Threshold (megabytes of new data) where we flush from memory to disk index. Setting this allows some control over memory usage by the indexer process. A value of 0 means no explicit flushing, which lets Xapian perform its own thing, meaning flushing every $XAPIAN_FLUSH_THRESHOLD documents created, modified or deleted: as memory usage depends on average document size, not only document count, the Xapian approach is is not very useful, and you should let Recoll manage the flushes. The program compiled value is 0. The configured default value (from this file) is 10 MB, and will be too low in many cases (it is chosen to conserve memory). If you are looking for maximum speed, you may want to experiment with values between 20 and 200. In my experience, values beyond this are always counterproductive. If you find otherwise, please drop me a note.

filtermaxseconds

Maximum external filter execution time in seconds. Default 1200 (20mn). Set to 0 for no limit. This is mainly to avoid infinite loops in postscript files (loop.ps)

filtermaxmbytes

Maximum virtual memory space for filter processes (setrlimit(RLIMIT_AS)), in megabytes.

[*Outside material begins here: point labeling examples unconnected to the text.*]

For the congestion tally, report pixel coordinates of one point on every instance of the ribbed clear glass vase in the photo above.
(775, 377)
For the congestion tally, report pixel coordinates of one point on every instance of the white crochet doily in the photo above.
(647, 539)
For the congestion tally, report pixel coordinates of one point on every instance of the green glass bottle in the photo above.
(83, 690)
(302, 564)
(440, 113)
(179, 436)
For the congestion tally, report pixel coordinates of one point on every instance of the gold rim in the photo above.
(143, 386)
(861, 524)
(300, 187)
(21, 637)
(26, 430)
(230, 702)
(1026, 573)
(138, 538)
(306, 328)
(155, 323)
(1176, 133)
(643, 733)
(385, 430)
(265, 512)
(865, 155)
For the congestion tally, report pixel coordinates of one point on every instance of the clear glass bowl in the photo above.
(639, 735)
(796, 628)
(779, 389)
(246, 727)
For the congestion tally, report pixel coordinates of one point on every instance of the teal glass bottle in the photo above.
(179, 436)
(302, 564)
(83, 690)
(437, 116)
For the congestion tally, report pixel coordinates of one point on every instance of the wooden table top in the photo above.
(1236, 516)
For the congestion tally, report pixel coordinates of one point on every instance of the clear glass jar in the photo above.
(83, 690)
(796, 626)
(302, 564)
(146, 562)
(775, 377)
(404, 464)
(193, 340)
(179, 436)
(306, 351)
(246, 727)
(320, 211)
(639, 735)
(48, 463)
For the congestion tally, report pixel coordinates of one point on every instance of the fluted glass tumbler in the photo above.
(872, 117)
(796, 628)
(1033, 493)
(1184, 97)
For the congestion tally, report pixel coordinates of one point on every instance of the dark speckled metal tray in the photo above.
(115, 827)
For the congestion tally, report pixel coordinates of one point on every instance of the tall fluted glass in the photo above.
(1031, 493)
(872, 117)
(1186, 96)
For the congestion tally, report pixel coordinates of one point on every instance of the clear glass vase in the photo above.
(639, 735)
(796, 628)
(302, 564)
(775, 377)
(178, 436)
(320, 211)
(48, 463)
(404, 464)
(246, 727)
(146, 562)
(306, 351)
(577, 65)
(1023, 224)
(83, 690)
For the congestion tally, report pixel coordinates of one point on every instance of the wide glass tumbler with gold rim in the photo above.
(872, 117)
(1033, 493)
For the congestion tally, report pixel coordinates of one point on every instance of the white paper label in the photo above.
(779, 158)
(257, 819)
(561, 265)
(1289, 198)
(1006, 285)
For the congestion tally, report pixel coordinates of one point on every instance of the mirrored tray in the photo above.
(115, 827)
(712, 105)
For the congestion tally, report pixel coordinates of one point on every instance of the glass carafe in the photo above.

Note that this includes any mapped libs (there is no reliable Linux way to limit the data space only), so we need to be a bit generous here. Anything over 2000 will be ignored on 32 bits machines.

thrQSizes

Stage input queues configuration. There are three internal queues in the indexing pipeline stages (file data extraction, terms generation, index update). This parameter defines the queue depths for each stage (three integer values). If a value of -1 is given for a given stage, no queue is used, and the thread will go on performing the next stage. In practise, deep queues have not been shown to increase performance. Default: a value of 0 for the first queue tells Recoll to perform autoconfiguration based on the detected number of CPUs (no need for the two other values in this case). Use thrQSizes = -1 -1 -1 to disable multithreading entirely.

thrTCounts

Number of threads used for each indexing stage. The three stages are: file data extraction, terms generation, index update). The use of the counts is also controlled by some special values in thrQSizes: if the first queue depth is 0, all counts are ignored (autoconfigured); if a value of -1 is used for a queue depth, the corresponding thread count is ignored. It makes no sense to use a value other than 1 for the last stage because updating the Xapian index is necessarily single-threaded (and protected by a mutex).